C'est une victoire du peuple qui est gravée à jamais dans les annales de l'histoire du Burkina Faso. Les 30 et 31 octobre 2014, des milliers de manifestants s'étaient rassemblés à Ouagadougou et dans plusieurs autres villes pour exiger le départ du Président Blaise Compaoré, au pouvoir depuis 27 ans.
Face à la pression populaire très forte, l'«enfant terrible de Ziniaré» n'eut d'autre choix que de jeter l'éponge et de prendre la route de la Côte d'Ivoire où il vit en exil depuis ce temps. Le projet de modification de l'article 37 de la Constitution portant limitation des mandats présidentiels, qui devait lui permettre de s'éterniser au pouvoir, avait tourné court et précipiter sa chute.
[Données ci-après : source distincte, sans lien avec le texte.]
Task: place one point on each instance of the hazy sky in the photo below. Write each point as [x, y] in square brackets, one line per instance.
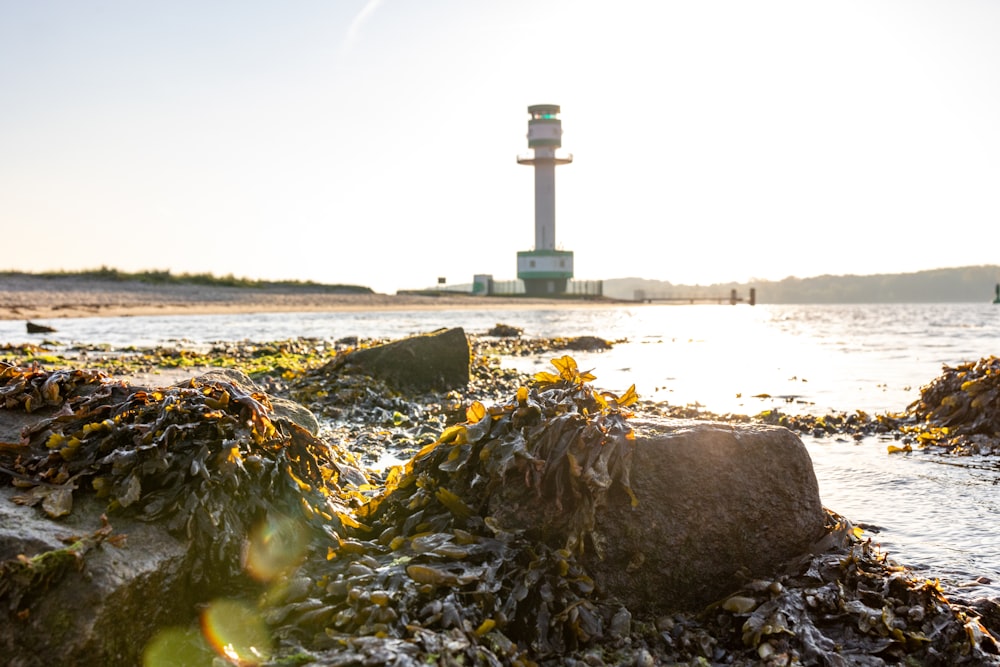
[373, 142]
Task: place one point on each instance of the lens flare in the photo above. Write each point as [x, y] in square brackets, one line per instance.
[274, 546]
[236, 632]
[177, 647]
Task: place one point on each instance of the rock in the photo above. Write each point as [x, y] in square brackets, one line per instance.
[587, 343]
[39, 328]
[281, 407]
[505, 331]
[71, 592]
[435, 361]
[716, 503]
[96, 609]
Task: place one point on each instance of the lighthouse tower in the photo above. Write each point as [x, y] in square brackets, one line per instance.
[545, 270]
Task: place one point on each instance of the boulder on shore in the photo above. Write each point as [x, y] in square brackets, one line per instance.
[436, 361]
[717, 504]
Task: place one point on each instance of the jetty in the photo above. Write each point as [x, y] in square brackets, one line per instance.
[732, 298]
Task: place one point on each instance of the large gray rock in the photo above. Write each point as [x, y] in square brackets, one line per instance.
[439, 360]
[70, 598]
[717, 503]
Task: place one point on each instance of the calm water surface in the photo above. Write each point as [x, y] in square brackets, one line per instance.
[930, 512]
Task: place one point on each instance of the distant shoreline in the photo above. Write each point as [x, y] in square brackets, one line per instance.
[26, 297]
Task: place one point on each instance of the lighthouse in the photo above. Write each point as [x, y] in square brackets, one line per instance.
[544, 270]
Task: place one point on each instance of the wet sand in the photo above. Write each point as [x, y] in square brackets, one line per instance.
[25, 297]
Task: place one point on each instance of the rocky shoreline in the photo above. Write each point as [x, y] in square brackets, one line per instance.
[431, 574]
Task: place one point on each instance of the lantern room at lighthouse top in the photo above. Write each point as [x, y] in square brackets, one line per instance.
[544, 127]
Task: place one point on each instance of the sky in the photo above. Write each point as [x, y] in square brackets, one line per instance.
[374, 142]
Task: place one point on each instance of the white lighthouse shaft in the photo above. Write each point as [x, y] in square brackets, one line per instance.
[545, 270]
[545, 203]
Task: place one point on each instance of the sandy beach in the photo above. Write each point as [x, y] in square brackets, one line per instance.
[26, 297]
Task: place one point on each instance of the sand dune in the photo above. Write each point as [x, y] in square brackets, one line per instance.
[26, 297]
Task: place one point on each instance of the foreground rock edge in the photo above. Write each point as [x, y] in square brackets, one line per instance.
[740, 607]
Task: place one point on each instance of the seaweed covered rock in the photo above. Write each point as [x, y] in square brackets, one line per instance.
[280, 407]
[428, 362]
[200, 473]
[717, 503]
[959, 410]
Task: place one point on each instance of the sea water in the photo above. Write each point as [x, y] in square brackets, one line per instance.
[931, 512]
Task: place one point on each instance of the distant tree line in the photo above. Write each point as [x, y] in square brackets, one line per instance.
[166, 277]
[962, 284]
Personne ne pouvait s'imaginer à l'époque que le très craint et redouté Blaise Compaoré, protégé par l'ex-Régiment de sécurité présidentielle (RSP), allait quitter le pouvoir en 48 heures. Mais tel a été le sort de cette figure politique pour la moins énigmatique, qui a connu ses hauts et ses bas à la tête du Burkina Faso.
Ce départ sur la pointe des pieds de Blaise Compaoré a été obtenu au prix d'énormes sacrifices, puisqu'une trentaine de dignes fils du pays sont morts, pour que plus rien ne soit comme avant. Dix ans après cet évènement, les réflexions autour d'un Burkina Faso, débarrassé de certaines tares, comme la corruption, les détournements de deniers publics, le favoritisme et le népotisme, sont toujours d'actualité.
La chûte de Blaise Compaoré a certes ouvert la voie à une nouvelle ère au pays des Homme intègres, mais les fruits ont-ils tenu la promesse des fleurs ? De toute évidence, l'insurrection populaire d'octobre 2014, qui a tour à tour débouché sur une Transition conduite par Michel Kafando, un régime démocratique avec Roch Marc Christian Kabore et l'avènement au pouvoir du Mouvement pour la sauvegarde et la restauration (MPSR), a permis de poser de nouveaux jalons en matière de gouvernance.
Les insurgés qui y voyaient un nouveau départ pour la patrie, espéraient de nombreuses réformes en matière de gouvernance politique, sociale et économique. Dans un esprit de continuité de l'Etat, les gouvernants de l'ère post-Compaoré ont répondu à ces aspirations, en posant des actions significatives.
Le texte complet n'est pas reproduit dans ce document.